Principles

Dagster is opinionated about how data pipelines should be built and structured. What do we think is important?

Functional ^^^^^^^^^^ Data pipelines should be expressed as DAGs (directed acyclic graphs) of functional, idempotent computations. Individual nodes in the graph consume their inputs, perform some computation, and yield outputs, either with no side effects or with clearly advertised side effects. Given the same inputs and configuration, the computation should always produce the same output. If these computations have external dependencies, these should be parametrizable, so that the computations may execute in different environments.

See Maxime Beauchemin's Medium article on Functional Data Engineering <https://bit.ly/2LxDgnr>_ for an excellent overview of functional programing in batch computations.

Self-describing ^^^^^^^^^^^^^^^ Data pipelines should be self-describing, with rich metadata and types. Users should be able to approach an unfamiliar pipeline and use tooling to inspect it and discover its structure, capabilities, and requirements. Pipeline metadata should be co-located with the pipeline's actual code: documentation and code should be delivered as a single artifact.

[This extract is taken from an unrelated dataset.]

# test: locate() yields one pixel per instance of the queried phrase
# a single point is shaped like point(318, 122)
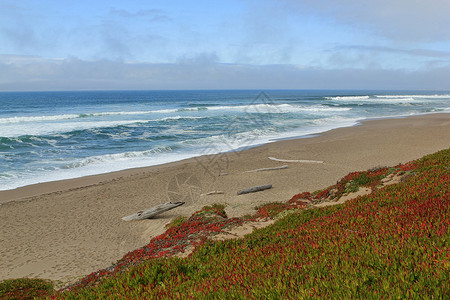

Compute-agnostic ^^^^^^^^^^^^^^^^ Heterogeneity in data pipelines is the norm, rather than the exception. Data pipelines are written collaboratively by many people in different personas -- data engineers, machine-learning engineers, data scientists, analysts and so on -- who have different needs and tools, and are particular about those tools.

Dagster has opinions about best practices for structuring data pipelines. It has no opinions about what libraries and engines should do actual compute. Dagster pipelines can be made up of any Python computations, whether they use Pandas, Spark, or call out to SQL or any other DSL or library deemed appropriate to the task.

Testable ^^^^^^^^ Testing data pipelines is notoriously difficult. Because testing is so difficult, it is often never done, or done poorly. Dagster pipelines are designed to be tested. Dagster provides explicit support for pipeline authors to manage and maintain multiple execution environments -- for example, unit testing, integration testing, and production environments. Dagster can also execute arbitrary subsets and nodes of pipelines, which is critical for testability (and useful in operational contexts as well).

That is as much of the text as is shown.